Imagine a meal of fried rice prepared without soy sauce. It’s not a big deal but it is. Yes it’s fried rice; rice fried in oil with eggs and vegetables, but you might as well call it a rice and vegetable mix because without the soy sauce, it is definitely not the unique Chinese dish called “fried rice” that so many are willing to pay for.

Legal language and Latin terminology have for long been mixed up in a meal rather savoury for some but a little difficult to swallow for others. These others being mostly  fresh students of the law and legal practitioners who have an excessive preference for candour and brevity in their practice of the law.

For the former, getting used to words and phrases like absque hoc, actori incumbit probatio and more complex Latin terminology used generously in legal materials can be a little tough and alternatively studies exclusive of the unfamiliar vocabulary would be more desirable. For the latter, however, the contention is; why bother using Latin terms when plain old English can be perfectly used to convey the same concepts. Besides, gone are the days when Latin was the language of the elite, when the usage of Latin vocabulary and concepts were exhibitions of high intellectualism.

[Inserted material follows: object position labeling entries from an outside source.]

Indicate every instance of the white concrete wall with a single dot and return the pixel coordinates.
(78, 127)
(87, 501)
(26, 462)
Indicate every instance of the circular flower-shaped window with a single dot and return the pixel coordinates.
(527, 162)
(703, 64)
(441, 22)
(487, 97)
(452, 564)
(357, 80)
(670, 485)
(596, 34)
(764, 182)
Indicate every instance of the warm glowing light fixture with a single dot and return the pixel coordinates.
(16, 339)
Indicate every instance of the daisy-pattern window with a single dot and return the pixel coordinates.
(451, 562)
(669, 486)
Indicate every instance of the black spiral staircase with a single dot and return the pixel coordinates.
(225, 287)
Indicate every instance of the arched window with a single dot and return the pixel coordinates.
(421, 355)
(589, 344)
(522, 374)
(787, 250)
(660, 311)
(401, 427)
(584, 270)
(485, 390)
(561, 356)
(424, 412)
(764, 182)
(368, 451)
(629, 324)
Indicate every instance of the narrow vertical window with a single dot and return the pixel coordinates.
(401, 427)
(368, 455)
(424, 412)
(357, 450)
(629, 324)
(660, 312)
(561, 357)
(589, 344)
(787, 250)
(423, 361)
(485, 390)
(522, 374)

Why then will the law not move on from this outmoded culture of Latin-worship?

Here lies the simple answer. Let’s take our colleagues in the medical field for example and let’s admit that some of the awe if any, we may feel towards their profession is partly due to all the scientific gibberish they so effortlessly grasp and rattle, that we simply cannot with similar ease. Let’s admit that when we visit the doctor and are told we have acute viral rhinopharyngitis, instead of simply,a cold, we are more confident of the doctor’s expertise, though we may be thinking, “Why not go right ahead and tell me I have a cold?” And let’s admit that we are often willing to pay more for a drug that reads 2-Acetoxybenzoic acid and much less for one that simply says aspirin. Let’s admit that the excitement we feel watching Sheldon and his gang of nerds on the Big Bang Theory is partially because we are simply impressed by all the science talk. It’s partly the reason why the television series has ranked as the highest-rated sitcom since 2014.

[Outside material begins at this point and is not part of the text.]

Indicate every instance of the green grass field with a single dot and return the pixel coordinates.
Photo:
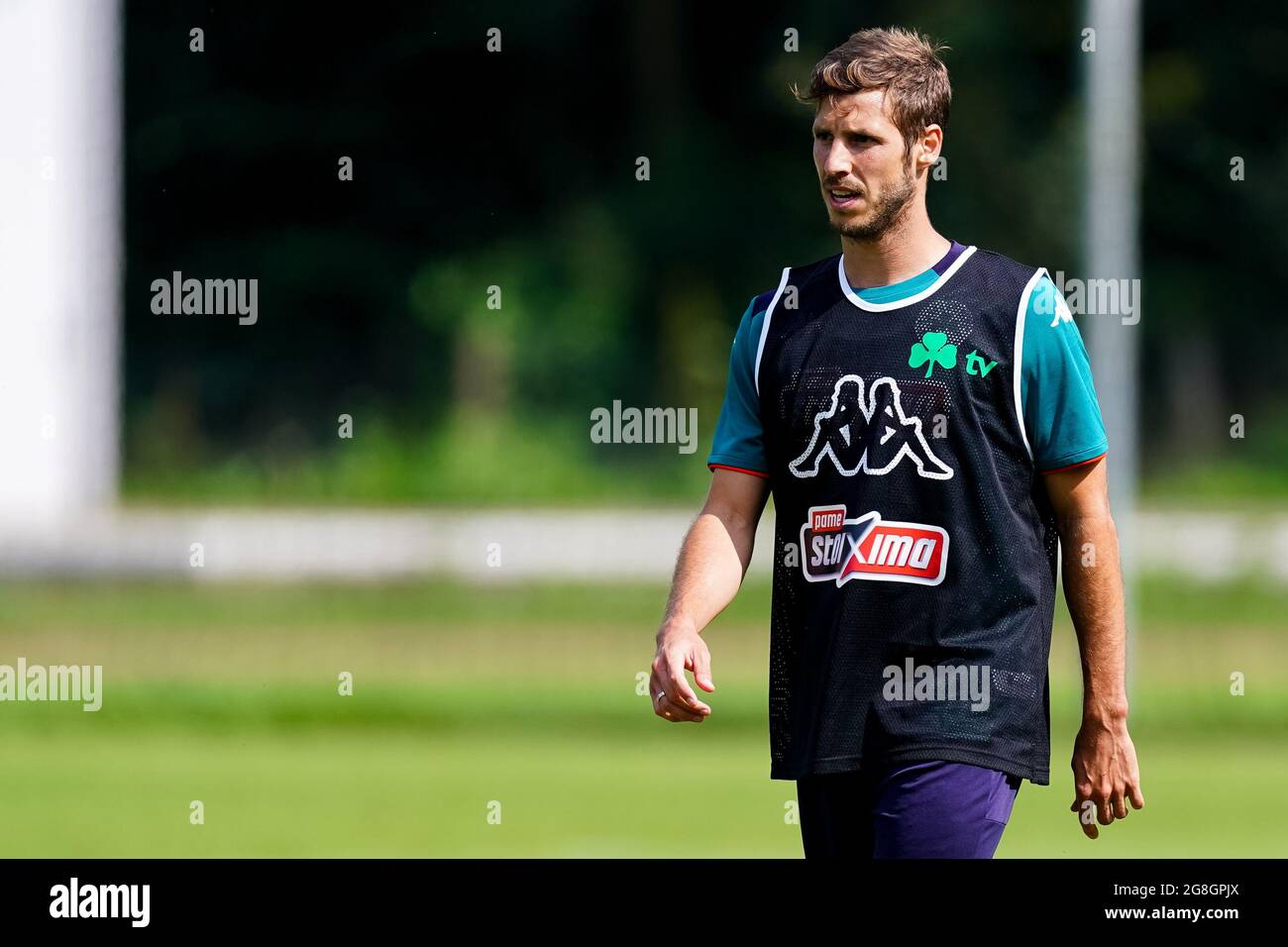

Thus it can quite safely be said that complex professional jargon used in the right circumstances can increase credibility and sell for a higher price.

So despite, some may say, the frivolity of maintaining Latin terminology in legal language, the fact is it really does improve the credibility of the legal practitioner and is a means by which he may wow clients into paying more. Or maybe, it just adds a touch of exclusivity to the legal profession and distinguishes it from other professions.

Whichever way one looks at it, it is not without good reason that the law is having difficulty breaking free of Latin-worship, because like fried rice prepared without soy sauce, so is legal language without Latin to give it some colour.